Two of the most memorable A.J. moments took place in 2005. The first came on June 18, when he hit an opposite-field home run to cap a four-run ninth inning, as the Sox beat the Dodgers, 5-3. The Sox were wearing 1959 replica uniforms for the game.

The second and far more important moment came on October 12, the second game of the ALCS. With the Sox down a game to the Angels and tied in the ninth, Pierzynski struck out then started running to first base as former White Sox player Josh Paul, the Angels catcher, rolled the ball back towards the mound thinking the inning was over. A.J. thought the ball hit the dirt and was trapped, which qualified as a dropped third strike and required a putout at first base. Umpire Doug Eddings agreed, and Pierzynski got the base. The play led to the eventual winning run, evening a best-of-seven series that the Sox went on to win in five games to get to their first World Series since 1959.

Another classic A.J. moment came on May 20, 2006 during a crosstown game at U.S. Cellular Field. Scoring the first run by plowing over catcher Michael Barrett on a sacrifice fly in an eventual 7-0 Sox win, A.J. got tangled up with Barrett while moving back to touch home plate. As he was doing so, he bumped Barrett, which resulted in the Cubs hothead losing it and sucker-punching him. Four players wound up being ejected in the ensuing fight.

 

Today in White Sox History: December 13

Not so bad: Ritchie was a monumental failure for the White Sox, but he was hurt — and the guys swapped out didn’t really sting too badly. (Upper Deck)


1969
The White Sox dealt their star left hander Gary Peters to the Red Sox for Syd O’Brien and Billy Farmer. Farmer retired instead of reporting, so as compensation the Sox received Jerry “Wheat Germ Kid” Janeski. Peters would win 33 games in the next three seasons. Janeski won 10 in 1970 then was shipped to Washington for outfielder Rick Reichardt.

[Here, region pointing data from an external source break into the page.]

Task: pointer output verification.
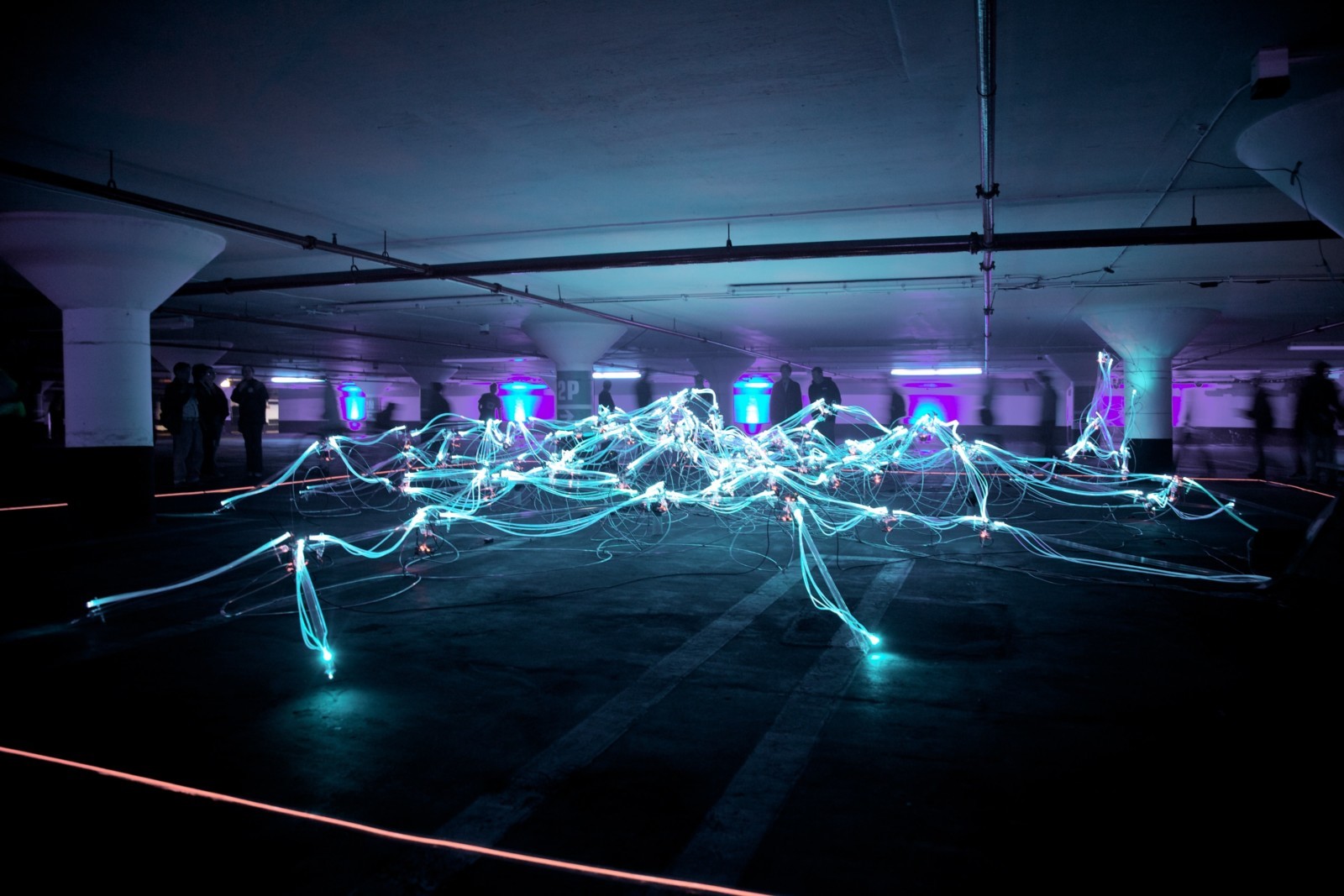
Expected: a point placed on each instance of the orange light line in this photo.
(391, 835)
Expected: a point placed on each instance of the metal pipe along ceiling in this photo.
(988, 188)
(470, 271)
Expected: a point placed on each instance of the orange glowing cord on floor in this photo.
(391, 835)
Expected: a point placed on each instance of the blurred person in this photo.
(644, 389)
(1048, 414)
(1263, 423)
(824, 387)
(250, 396)
(179, 411)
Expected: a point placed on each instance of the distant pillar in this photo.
(107, 273)
(573, 344)
(1147, 338)
(1303, 144)
(721, 372)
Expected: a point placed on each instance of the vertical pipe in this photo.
(987, 190)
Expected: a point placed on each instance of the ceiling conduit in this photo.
(987, 190)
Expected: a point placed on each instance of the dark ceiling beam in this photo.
(1037, 241)
(152, 203)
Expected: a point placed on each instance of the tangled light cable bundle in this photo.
(633, 473)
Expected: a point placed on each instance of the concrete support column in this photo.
(1147, 338)
(107, 273)
(575, 345)
(1081, 369)
(1304, 141)
(1148, 412)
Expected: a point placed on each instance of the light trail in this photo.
(595, 871)
(633, 474)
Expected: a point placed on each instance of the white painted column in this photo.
(107, 273)
(1147, 338)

Peters had spent seven full and four partial seasons with the team, with a 20-win season, two All- Star teams and a Rookie of the Year award.


1982
The White Sox outbid 16 other teams to sign free agent pitcher Floyd Bannister to a five year, $4.5 million deal. Bannister had led the American League in strikeouts in 1981. In his five seasons on the South Side, Bannister won in double figures every year, with a high of 16 wins in both 1983 and 1987.

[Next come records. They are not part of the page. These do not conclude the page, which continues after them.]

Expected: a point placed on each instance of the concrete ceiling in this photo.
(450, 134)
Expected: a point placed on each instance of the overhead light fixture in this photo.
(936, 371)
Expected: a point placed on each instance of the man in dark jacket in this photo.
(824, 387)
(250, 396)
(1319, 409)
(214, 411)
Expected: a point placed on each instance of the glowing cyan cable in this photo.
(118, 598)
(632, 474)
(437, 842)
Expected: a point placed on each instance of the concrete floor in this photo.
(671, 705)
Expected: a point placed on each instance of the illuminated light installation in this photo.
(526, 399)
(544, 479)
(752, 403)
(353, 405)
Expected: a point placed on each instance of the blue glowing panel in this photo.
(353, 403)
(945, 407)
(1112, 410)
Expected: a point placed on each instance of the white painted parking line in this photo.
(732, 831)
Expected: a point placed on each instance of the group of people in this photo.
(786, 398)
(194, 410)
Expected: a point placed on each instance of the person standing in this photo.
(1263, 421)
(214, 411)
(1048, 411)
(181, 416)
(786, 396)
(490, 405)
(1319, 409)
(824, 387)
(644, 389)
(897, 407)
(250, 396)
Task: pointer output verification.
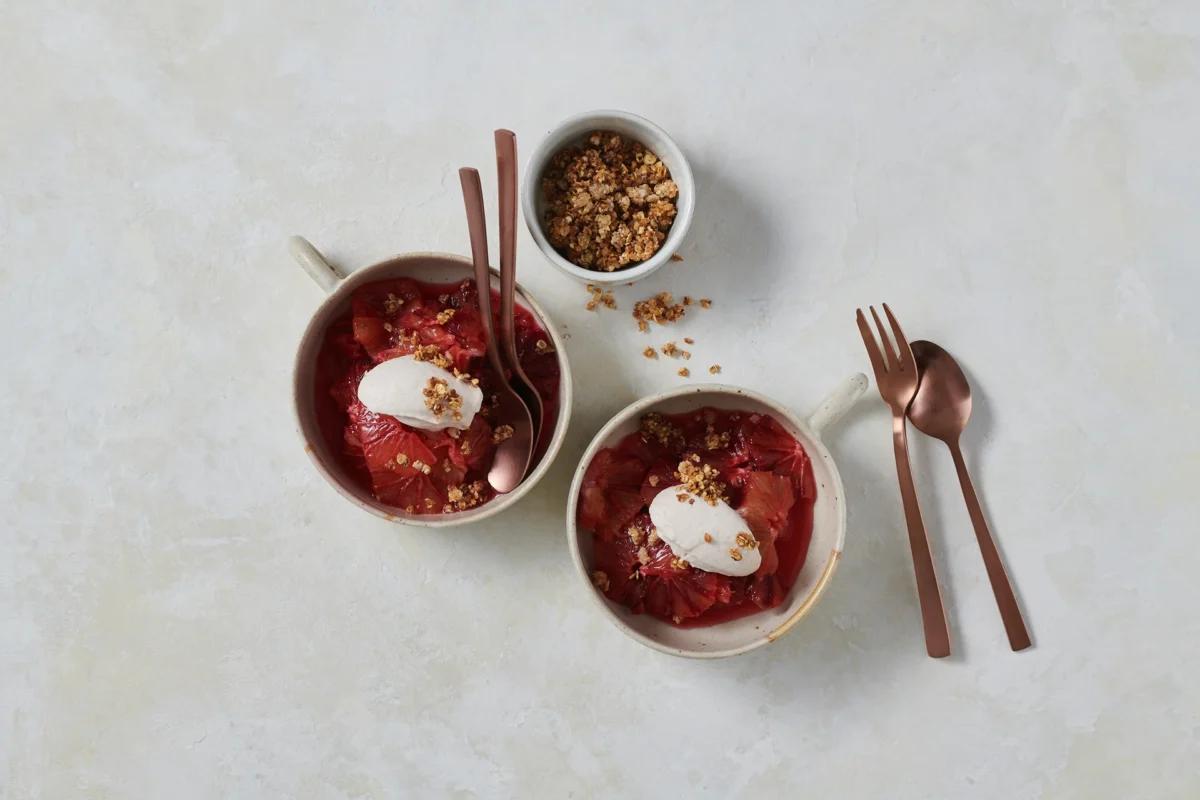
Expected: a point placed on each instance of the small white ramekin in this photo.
(571, 131)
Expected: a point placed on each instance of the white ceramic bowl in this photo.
(573, 131)
(435, 268)
(828, 522)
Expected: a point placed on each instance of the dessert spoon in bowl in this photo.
(941, 409)
(513, 453)
(507, 172)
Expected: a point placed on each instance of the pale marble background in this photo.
(187, 611)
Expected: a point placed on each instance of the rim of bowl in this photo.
(805, 605)
(684, 209)
(501, 501)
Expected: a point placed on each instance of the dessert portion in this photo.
(699, 518)
(610, 202)
(406, 398)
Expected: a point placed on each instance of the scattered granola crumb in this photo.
(714, 440)
(659, 308)
(427, 353)
(609, 202)
(600, 579)
(468, 495)
(442, 400)
(701, 481)
(654, 426)
(600, 298)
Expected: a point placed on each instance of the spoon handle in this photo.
(929, 595)
(477, 226)
(1009, 611)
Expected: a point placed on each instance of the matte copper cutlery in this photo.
(895, 374)
(507, 172)
(941, 410)
(513, 455)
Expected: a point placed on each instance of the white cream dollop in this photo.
(703, 535)
(396, 388)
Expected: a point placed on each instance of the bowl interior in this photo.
(431, 268)
(745, 633)
(573, 132)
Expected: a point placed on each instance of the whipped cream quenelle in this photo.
(713, 537)
(420, 395)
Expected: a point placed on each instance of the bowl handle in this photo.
(315, 264)
(838, 402)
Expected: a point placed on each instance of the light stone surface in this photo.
(189, 611)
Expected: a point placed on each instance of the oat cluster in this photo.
(701, 480)
(468, 495)
(600, 298)
(660, 308)
(442, 400)
(610, 202)
(654, 426)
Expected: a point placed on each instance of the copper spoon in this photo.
(941, 410)
(507, 170)
(513, 455)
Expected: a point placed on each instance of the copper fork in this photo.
(895, 374)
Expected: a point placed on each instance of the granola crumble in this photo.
(654, 426)
(600, 298)
(659, 308)
(609, 202)
(467, 495)
(600, 581)
(442, 400)
(701, 481)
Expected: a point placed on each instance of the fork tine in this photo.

His signing angered Yankee owner George Steinbrenner ,who wasn’t used to losing out on talent that he wanted. Steinbrenner was quoted as saying that he regretted voting against Edward DeBartolo in his bid to buy the Sox franchise from Bill Veeck back in 1980 and leveled verbal blasts at owners Jerry Reinsdorf and Eddie Einhorn.


2001
In his quest to find reliable starting pitching, White Sox GM Ken Williams traded youngsters Kip Wells and Josh Fogg and veteran Sean Lowe to the Pirates for Todd Ritchie. Ritchie would suffer a shoulder injury and have a disastrous 2002 season, going 5-15 with an ERA of 6.06 (4.84 FIP)! Ritchie’s -1.7 bWAR is tied for the 15th-worst pitching season in White Sox history. What made the trade worse is that Wells put up bWARs of 2.8, 4.9 and 1.7 for Pittsburgh the first three seasons after the trade.

But in fairness to Williams, over 20 combined seasons in the majors Fogg, Lowe and Wells compiled just 6.9 bWAR, so none of the pitchers dealt led to chest-clutching regret.

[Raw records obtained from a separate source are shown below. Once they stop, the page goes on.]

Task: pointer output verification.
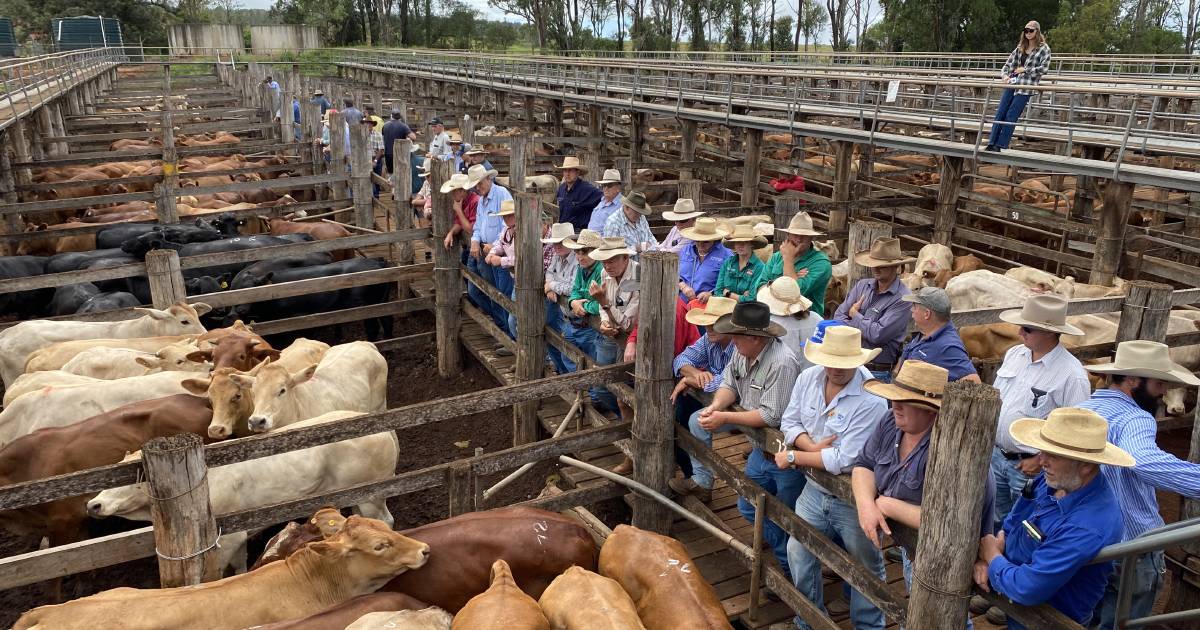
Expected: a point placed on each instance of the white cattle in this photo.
(22, 340)
(352, 376)
(279, 478)
(431, 618)
(109, 364)
(70, 405)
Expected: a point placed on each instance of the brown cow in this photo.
(99, 441)
(660, 576)
(537, 544)
(346, 613)
(503, 605)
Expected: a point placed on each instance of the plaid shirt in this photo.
(1036, 65)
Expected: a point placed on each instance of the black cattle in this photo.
(109, 301)
(324, 301)
(69, 299)
(25, 303)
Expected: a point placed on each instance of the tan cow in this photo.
(503, 605)
(582, 600)
(360, 558)
(663, 581)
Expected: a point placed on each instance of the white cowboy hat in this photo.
(840, 348)
(1047, 311)
(1073, 433)
(1145, 359)
(783, 297)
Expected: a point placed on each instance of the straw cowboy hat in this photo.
(783, 297)
(586, 240)
(1071, 432)
(457, 180)
(612, 246)
(841, 347)
(749, 318)
(801, 225)
(917, 382)
(706, 229)
(507, 208)
(744, 233)
(636, 201)
(883, 252)
(712, 311)
(683, 210)
(1043, 312)
(573, 162)
(558, 233)
(1146, 359)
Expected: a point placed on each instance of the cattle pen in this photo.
(1105, 186)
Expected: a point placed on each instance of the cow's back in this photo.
(663, 581)
(538, 545)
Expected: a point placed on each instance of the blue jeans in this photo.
(1009, 484)
(786, 486)
(1146, 581)
(832, 516)
(1008, 111)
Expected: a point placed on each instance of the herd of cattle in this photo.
(513, 568)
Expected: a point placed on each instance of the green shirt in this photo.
(811, 286)
(743, 281)
(585, 277)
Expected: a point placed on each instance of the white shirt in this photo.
(1059, 378)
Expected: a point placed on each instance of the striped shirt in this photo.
(1134, 431)
(766, 384)
(708, 357)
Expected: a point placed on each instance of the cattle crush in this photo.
(1107, 187)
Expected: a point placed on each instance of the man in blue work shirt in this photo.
(576, 197)
(1138, 379)
(936, 340)
(1062, 520)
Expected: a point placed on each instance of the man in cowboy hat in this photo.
(1138, 378)
(576, 197)
(1035, 378)
(1062, 520)
(760, 379)
(683, 215)
(876, 305)
(489, 226)
(610, 202)
(936, 340)
(559, 275)
(630, 223)
(889, 474)
(827, 421)
(799, 259)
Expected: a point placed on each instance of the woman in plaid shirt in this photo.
(1025, 66)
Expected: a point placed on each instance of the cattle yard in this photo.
(1104, 186)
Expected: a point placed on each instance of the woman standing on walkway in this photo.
(1025, 66)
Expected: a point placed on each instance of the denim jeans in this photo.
(785, 485)
(831, 515)
(1009, 484)
(1146, 581)
(1008, 111)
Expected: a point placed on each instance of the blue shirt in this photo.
(708, 357)
(851, 415)
(1135, 431)
(943, 348)
(575, 205)
(701, 275)
(489, 226)
(1055, 571)
(601, 213)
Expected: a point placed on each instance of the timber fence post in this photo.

A free agent, the Sox let him Ritchie go after his one terrible South Side season, and he was out of baseball two years later.


2004
On the third anniversary of his ill-fated Ritchie deal, Williams continued his remake of the club. He sent power-hitting but defensively-challenged outfielder Carlos Lee to Milwaukee as part of a four-player deal.

The outfielder coming from the Brewers to replace him (Scott Podsednik) energized the lineup, stole more than 40 bases twice, made an All-Star team and hit a dramatic walk-off home run in Game 2 of the 2005 World Series.